Residue memorie. Stanze vuote, ma non silenziose
In fondo al corridoio del piano terra, una stanza si apre con discrezione: al centro, silenzioso e maestoso, un vecchio camino con una cappa slanciata e affusolata sembra ancora custodire il calore di un tempo lontano.
In cucina, tra resti sparsi e stoviglie dimenticate, troviamo un vecchio tavolino in legno molto semplice. Sopra, un’agenda con i lembi delle pagine strappate, datata 1991, aperta su appunti scritti a mano, tracce ordinarie di una quotidianità ormai svanita. I segni lasciati da chi visse qui affiorano così, come briciole di storie personali che resistono al silenzio. Verosimilmente, la data dell’agenda potrebbe coincidere con la data dell’abbandono.
Saliamo poi al piano superiore, dove un altro lungo corridoio ci accoglie e ci guida alla scoperta di altre stanze, richiamando gli stessi motivi a girandola del piano appena lasciato. A metà del corridoio, una piccola mensola da termosifone ospita una fotografia in bianco e nero, sbiadita dal tempo e coperta da una patina di polvere e ragnatele. È il volto di un’anziana signora, forse l’ultima custode di questo sogno. Il suo sguardo, fermo e distante, sembra accompagnarci nel silenzio e guidarci tra le ombre della sua dimora.

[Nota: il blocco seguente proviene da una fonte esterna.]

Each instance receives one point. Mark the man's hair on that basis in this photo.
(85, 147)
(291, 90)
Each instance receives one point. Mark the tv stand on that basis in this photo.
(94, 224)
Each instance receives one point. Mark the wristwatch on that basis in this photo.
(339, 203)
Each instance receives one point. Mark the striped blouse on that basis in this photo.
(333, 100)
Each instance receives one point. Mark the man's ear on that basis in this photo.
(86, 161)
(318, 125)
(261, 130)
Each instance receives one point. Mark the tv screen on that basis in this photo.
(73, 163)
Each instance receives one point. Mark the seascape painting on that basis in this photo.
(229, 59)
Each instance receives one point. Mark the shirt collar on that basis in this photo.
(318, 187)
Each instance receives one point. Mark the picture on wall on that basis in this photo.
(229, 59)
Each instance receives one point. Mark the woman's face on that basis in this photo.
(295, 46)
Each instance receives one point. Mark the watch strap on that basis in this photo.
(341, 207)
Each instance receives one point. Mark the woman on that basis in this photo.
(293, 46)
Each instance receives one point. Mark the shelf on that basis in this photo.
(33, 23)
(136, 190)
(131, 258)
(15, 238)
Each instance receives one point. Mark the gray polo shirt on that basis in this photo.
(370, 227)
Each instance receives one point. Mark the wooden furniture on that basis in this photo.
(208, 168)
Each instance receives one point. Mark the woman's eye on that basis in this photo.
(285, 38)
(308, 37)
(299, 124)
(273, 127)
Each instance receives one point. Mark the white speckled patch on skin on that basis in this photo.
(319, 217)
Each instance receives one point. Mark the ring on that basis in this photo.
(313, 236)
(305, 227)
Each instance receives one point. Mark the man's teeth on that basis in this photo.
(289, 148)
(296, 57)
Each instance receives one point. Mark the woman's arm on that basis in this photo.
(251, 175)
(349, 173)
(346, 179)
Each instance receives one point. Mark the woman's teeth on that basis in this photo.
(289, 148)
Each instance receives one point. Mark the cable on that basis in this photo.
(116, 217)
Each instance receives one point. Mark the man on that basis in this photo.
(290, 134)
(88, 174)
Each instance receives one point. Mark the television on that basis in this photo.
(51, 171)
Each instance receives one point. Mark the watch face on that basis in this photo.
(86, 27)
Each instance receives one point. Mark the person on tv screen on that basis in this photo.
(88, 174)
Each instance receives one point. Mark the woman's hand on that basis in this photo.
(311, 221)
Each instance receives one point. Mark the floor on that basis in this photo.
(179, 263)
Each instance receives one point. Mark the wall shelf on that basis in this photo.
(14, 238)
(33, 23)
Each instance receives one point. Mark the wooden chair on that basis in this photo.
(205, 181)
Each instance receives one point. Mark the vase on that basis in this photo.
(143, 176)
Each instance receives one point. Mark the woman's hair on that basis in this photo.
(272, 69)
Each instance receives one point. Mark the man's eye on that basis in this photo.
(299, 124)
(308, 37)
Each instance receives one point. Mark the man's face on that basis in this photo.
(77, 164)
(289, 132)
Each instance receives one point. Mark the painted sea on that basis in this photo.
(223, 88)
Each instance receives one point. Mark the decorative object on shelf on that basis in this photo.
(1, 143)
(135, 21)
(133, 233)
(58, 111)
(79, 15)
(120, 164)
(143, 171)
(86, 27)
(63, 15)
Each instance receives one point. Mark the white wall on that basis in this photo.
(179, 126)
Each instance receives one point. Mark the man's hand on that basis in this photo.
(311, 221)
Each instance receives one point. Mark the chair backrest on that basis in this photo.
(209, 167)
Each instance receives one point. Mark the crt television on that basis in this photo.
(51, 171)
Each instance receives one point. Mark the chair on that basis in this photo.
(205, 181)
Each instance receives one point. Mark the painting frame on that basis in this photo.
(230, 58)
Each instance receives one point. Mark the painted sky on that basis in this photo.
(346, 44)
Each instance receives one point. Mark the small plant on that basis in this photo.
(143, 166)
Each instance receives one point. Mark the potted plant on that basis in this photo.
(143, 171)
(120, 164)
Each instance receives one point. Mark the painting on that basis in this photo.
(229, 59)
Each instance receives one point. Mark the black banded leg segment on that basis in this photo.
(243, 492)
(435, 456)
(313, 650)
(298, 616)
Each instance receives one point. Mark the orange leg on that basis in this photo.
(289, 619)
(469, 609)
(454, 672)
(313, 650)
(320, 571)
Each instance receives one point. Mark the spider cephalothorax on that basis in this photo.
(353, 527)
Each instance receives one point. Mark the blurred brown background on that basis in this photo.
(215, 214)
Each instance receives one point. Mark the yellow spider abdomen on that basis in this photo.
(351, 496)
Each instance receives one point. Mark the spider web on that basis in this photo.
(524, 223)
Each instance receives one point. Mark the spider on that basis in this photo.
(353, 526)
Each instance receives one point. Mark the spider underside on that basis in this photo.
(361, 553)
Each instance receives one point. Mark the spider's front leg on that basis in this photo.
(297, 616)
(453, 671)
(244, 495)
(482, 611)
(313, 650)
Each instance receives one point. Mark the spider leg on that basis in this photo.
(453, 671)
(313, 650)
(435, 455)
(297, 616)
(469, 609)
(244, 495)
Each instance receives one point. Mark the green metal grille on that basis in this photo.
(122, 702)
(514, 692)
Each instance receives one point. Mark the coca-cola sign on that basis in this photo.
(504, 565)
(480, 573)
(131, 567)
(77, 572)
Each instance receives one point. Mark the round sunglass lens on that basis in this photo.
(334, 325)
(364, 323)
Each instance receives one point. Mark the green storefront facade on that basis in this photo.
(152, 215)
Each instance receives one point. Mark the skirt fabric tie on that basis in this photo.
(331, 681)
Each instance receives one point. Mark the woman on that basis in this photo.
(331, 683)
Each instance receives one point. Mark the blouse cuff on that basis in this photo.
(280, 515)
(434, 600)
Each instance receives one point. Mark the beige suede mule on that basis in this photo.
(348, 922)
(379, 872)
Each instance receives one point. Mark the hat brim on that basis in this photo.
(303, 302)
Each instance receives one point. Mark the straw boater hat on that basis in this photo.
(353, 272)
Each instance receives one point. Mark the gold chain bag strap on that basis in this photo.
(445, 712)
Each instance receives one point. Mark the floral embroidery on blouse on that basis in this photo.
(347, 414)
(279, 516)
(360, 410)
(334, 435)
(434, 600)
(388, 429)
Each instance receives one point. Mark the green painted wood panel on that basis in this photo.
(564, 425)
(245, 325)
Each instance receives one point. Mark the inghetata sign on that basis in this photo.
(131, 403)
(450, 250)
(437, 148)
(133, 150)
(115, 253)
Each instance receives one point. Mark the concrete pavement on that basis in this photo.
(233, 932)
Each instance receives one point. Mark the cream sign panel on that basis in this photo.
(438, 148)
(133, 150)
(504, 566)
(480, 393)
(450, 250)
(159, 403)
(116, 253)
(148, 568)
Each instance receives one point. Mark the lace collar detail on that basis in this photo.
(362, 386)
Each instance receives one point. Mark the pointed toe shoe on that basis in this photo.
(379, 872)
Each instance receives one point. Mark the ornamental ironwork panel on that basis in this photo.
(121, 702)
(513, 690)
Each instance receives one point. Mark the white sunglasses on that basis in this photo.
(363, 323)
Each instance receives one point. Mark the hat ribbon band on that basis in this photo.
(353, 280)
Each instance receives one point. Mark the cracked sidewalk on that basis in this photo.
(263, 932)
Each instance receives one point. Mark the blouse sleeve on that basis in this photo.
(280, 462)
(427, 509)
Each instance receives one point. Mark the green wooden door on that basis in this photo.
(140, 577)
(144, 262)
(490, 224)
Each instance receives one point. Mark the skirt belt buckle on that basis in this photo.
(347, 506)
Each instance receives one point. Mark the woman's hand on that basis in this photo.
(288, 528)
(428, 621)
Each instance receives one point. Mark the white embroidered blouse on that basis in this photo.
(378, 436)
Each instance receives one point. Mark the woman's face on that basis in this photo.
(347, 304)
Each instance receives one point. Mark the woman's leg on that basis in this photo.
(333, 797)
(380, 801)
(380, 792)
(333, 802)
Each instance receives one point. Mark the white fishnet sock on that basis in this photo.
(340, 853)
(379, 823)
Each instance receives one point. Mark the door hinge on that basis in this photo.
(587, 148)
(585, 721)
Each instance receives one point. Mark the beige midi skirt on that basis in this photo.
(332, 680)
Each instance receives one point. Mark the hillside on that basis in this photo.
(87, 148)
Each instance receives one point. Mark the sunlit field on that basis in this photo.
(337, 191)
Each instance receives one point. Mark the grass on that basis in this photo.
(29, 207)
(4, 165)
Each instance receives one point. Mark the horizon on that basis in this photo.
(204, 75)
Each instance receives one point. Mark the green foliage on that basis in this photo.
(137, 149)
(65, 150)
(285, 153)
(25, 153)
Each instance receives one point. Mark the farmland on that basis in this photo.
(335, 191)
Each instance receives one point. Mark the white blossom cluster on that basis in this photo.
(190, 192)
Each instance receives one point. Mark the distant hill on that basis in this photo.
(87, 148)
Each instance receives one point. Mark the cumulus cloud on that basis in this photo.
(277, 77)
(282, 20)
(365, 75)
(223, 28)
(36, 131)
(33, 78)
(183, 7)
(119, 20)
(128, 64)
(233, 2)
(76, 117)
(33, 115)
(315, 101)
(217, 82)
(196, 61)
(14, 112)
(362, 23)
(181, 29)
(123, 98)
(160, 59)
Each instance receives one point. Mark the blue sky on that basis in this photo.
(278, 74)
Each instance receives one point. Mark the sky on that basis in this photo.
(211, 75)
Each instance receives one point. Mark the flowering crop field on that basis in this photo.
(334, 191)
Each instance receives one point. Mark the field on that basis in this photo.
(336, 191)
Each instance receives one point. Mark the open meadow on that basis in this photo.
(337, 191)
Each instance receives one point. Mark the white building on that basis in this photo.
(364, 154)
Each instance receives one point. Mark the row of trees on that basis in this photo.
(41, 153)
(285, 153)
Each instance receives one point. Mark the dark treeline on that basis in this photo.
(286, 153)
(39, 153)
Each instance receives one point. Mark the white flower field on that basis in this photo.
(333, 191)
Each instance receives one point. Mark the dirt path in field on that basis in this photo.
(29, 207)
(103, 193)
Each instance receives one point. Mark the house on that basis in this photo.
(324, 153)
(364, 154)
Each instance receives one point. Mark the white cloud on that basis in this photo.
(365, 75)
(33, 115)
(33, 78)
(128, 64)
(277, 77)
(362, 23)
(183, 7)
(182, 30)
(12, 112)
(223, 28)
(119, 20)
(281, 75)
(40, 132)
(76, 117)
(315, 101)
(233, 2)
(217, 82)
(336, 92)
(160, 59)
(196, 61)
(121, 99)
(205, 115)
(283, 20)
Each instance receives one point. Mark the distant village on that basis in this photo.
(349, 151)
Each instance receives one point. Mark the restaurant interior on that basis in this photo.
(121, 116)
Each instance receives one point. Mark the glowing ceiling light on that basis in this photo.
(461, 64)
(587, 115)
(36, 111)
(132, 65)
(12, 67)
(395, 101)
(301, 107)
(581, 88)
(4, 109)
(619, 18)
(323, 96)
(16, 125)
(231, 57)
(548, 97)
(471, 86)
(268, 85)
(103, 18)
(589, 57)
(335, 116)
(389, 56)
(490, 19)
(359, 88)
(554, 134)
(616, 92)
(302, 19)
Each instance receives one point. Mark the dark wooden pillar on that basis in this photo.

Dietro una porta socchiusa, si nasconde un salone da pranzo che conserva ancora tutta la sua grazia decadente. Le pareti, ornate da una carta da parati floreale ormai scollata in più punti, incorniciano un tavolino su cui riposano alcune suppellettili. Il soffitto, magnifico, è decorato da geometrie di stucchi semplici ma raffinati, motivi floreali e al centro, le eleganti braccia in ottone di un lampadario sorreggono cilindri in cristallo lavorato. Sopra di esso, un motivo concentrico di fregi dorati e piccoli stucchi floreali gli fa da cornice.
Ma è sotto uno dei lembi distaccati della carta da parati che emerge forse il segno più enigmatico: una scritta scolorita, ma ben marcata, dal grosso tratto, forse tracciata a carbone o grafite direttamente sulla parete originale. È difficile decifrarla, ma la grafia e la collocazione richiamano inequivocabilmente quelle ritrovate in molti altri luoghi utilizzati come rifugi di fortuna: vecchie cantine, soffitte di antiche ville o conventi. In più di un caso, iscrizioni simili si sono rivelate autentiche testimonianze lasciate dai partigiani durante la guerra, quando trovavano accoglienza e riparo proprio in quegli spazi nascosti, ospitati da generosi benefattori durante i lunghi giorni della Resistenza.
Una villa che non si visita, si attraversa. In posti come questo ogni stanza è una soglia, un confine da varcare verso il regno del passato, dove ogni dettaglio, è una possibilità di memoria.
“È nella decadenza degli edifici, non nei loro ornamenti, che è scritta la loro storia. […] Ogni mano umana che si è appoggiata a un muro vi lascia sopra qualcosa della propria presenza.”